Thursday 19th October 2017
ref :- " ECB eyes slow stimulus taper to keep lid on euro" , The Financial Times
We were only saying on Monday that plainly a good many players were viewing the slight pullback in EUR / USD from it's highs just above $1.20 set last month as little more than a breather in the uptrend rather than a reversal. With EUR / USD trading today at $1.1835 near the top of its recent range, the euro is giving the impression of wanting another go on the upside despite some factors that one might normally expect to undermine the common currency.
Foremost among them is the Spain / Catalonia affair which FX traders seem happy to ignore for the time being even though for some of us it's hard to see a happy conclusion to the issue. Perhaps even more surprisingly, traders are taking little notice of the monetary policy plans of the two relevant central banks being further apart than some imagined, and the growing dollar-supportive interest rate differential that would seem to be the likely result.
We know that the US Fed is embarked on a course that they expect will take interest rates to 2.0% by the end of 2018, and that they are starting the long process of reducing the balance sheet swollen by $4.2 trn of bond purchases accumulated through the QE process -- quantitative tightening, in other words. By contrast, the ECB's main refinancing rate is 0% , and its deposit rate minus 0.4% -- record low levels that the bank has promised to maintain "well past the horizon" of QE in order to nurture the region's recovery. Doesn't sound like an obvious reason to buy euros, does it ?

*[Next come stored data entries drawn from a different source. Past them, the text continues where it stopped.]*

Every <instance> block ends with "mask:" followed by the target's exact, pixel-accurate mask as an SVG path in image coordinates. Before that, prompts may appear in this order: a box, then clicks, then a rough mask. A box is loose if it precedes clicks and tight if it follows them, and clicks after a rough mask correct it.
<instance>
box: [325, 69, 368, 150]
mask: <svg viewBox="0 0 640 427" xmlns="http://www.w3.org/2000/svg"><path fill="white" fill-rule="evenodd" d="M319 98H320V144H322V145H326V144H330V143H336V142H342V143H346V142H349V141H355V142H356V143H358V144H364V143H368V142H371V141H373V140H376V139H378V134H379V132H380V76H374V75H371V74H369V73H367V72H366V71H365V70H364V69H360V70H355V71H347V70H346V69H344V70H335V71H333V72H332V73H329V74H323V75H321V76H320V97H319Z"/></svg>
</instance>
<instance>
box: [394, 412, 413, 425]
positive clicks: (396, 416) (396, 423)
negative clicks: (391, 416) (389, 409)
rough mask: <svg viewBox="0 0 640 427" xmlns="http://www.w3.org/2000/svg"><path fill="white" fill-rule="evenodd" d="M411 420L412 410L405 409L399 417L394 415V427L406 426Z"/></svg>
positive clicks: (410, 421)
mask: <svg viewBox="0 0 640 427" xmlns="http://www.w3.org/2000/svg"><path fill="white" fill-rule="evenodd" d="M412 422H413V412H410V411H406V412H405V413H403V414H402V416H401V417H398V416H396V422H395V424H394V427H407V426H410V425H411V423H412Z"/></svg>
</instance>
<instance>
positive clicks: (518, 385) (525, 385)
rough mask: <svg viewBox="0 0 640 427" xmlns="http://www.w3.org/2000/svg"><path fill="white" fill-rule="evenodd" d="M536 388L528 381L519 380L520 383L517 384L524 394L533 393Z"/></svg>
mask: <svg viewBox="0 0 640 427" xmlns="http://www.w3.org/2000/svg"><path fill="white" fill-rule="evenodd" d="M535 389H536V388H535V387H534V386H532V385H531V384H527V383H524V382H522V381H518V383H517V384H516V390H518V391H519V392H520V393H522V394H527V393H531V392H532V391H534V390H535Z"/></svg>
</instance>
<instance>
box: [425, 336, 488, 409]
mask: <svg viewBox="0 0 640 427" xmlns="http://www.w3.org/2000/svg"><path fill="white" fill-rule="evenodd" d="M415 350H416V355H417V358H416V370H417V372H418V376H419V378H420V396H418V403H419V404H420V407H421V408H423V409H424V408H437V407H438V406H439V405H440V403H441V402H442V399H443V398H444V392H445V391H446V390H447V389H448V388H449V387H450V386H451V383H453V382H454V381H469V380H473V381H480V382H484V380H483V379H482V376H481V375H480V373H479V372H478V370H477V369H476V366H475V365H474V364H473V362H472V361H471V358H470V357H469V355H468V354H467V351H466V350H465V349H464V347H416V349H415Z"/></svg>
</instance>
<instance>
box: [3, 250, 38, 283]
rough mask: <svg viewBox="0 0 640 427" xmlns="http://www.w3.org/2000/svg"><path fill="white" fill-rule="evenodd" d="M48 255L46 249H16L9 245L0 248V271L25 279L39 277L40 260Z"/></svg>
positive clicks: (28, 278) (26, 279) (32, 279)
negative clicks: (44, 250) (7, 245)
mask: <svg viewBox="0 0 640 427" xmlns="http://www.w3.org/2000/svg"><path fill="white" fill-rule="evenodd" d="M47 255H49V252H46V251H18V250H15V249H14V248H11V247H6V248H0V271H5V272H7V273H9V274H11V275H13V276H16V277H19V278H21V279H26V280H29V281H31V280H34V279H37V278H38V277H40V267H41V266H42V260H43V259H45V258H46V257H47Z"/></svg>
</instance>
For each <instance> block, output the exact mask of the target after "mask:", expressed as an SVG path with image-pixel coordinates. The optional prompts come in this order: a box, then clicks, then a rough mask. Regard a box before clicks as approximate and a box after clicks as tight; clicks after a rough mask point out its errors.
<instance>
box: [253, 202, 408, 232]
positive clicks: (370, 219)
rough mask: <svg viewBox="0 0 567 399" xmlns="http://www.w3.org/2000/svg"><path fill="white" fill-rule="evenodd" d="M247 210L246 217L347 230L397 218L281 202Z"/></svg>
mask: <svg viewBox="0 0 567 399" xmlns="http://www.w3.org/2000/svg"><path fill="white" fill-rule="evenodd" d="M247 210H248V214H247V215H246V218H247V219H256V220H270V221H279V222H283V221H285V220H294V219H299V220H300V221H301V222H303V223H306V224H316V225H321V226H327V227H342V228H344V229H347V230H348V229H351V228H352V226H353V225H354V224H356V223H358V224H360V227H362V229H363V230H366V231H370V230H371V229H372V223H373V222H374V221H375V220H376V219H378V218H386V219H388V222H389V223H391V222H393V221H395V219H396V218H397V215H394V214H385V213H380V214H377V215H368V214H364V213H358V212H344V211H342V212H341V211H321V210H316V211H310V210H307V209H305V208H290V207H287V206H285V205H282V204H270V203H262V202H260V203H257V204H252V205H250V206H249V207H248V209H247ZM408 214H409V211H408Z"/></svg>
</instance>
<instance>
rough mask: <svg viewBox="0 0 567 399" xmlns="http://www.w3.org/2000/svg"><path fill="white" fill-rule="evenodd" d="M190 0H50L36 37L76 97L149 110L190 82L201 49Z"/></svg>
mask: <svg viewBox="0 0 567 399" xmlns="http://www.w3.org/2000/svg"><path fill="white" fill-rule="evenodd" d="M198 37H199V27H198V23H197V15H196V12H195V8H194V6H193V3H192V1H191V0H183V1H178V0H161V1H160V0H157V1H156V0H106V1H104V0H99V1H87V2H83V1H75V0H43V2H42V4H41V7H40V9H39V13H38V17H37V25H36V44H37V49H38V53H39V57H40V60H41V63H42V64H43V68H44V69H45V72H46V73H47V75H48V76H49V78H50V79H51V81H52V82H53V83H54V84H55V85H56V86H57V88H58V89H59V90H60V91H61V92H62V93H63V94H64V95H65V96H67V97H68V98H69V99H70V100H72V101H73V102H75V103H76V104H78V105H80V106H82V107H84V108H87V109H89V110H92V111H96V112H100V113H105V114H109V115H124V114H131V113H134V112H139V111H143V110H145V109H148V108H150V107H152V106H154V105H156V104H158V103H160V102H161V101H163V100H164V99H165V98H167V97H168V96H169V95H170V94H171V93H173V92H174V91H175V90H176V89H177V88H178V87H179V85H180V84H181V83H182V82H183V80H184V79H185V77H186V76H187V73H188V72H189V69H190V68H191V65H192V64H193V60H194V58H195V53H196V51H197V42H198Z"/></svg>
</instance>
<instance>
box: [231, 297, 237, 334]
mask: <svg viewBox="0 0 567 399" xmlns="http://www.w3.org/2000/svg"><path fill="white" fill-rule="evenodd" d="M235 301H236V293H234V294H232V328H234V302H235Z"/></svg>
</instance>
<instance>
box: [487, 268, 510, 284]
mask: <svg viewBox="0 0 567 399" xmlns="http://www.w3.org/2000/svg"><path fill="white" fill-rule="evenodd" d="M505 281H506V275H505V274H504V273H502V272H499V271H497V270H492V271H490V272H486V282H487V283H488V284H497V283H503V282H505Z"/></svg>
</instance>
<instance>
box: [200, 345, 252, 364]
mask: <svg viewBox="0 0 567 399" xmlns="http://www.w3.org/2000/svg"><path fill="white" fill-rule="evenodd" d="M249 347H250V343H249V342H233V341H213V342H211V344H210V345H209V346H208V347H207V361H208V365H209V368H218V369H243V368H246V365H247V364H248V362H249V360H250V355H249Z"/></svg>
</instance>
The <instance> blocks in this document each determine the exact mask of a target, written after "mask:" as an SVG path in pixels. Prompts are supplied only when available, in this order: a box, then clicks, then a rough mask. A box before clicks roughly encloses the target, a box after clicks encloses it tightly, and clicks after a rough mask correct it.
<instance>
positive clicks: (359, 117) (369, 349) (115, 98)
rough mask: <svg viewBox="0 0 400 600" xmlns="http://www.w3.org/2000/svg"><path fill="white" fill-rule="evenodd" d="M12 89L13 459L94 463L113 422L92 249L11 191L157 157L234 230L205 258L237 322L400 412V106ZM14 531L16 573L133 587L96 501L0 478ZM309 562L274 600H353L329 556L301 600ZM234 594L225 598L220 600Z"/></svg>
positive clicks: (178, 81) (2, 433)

The thing with the future directions of markets though is that they're not really about what we already know -- that's already in the price. It's more about perceptions of what will happen in the future. The tightening going on in the States has been going on for some time and future moves have been well-signposted -- it's already in the market, as they say. One of the prime factors behind the euro's rise of late has been the contemplation that , sooner or later , the ECB will rein back its QE bond-buying programme (i.e. start to taper) and eventually begin its own task of balance sheet reduction. The fly in the ointment for euro bulls may be that the process may take a bit longer than expected.
This time next week we'll hear from Mario Draghi as to the ECB's plans for future asset purchases. The prevailing wisdom until recently was that come the start of 2018, the current €60 per month of purchases would be reduced down to €40 per month, and finish entirely as early as June. No longer ..... all the recent hints from ECB bigwigs (from both sides of the argument) point to a slower tapering process, and that QE could still continue until December 2018.
Assuming the total amount of asset purchases remains the same, if they double the remaining period of QE (to 12 months) then we can expect them to halve the amount per month (to €20bn). But if the total amount does remain the same, what's the point behind a slower for longer policy ?
Stronger rate guidance
As we've said, the ECB will not consider raising rates until QE is finished. The more gradual approach will push rate rises into 2019 at the earliest. Once the plans of BOTH central banks are known, the way would be clear for the market to re-focus on interest rate differentials and at least put a lid on EUR / USD. There's no doubt that the strength of the euro this year, and its deflationary effects, has been a big factor in the argument for a more gradual end to QE.
One of the big potential problems with such a vast QE programme couldn't be more fundamental -- the lack of enough suitable bonds to buy. In effect, the size of purchases of each nation's debt must mirror its economic strength. So German Bunds for example must make up the largest individual portfolio of purchases -- which is about to be a problem because Germany does not run big deficits and at the current rate there won't be enough Bunds out there. But the limitations on what the ECB can buy become looser the longer the programme goes on for, and the slower the rate of purchases, with more debt becoming available over time.
A slower taper, it is argued, will still achieve what the ECB wants it achieve whilst at the same time giving the markets more time to prepare for the day that bond purchases cease entirely. How much time do they need, for goodness sake ? A fair question, but history suggests the more the better, and the knowledge that interest rate hikes are on hold for longer should also keep things calm. You may or may not think that the markets must be a bit precious, but one can understand how the slower for longer plan might appeal to the ECB rather than cutting from €40bn per month to zero after June.
There are two assumptions being made here, we reckon. Firstly, that the ECB will announce exactly what the market thinks it will announce next week .... we'll bow to the superior knowledge of others on that one. And secondly, that market reactions to the ECB plans will be roughly as they envisage.
Markets being markets, that's altogether much less certain.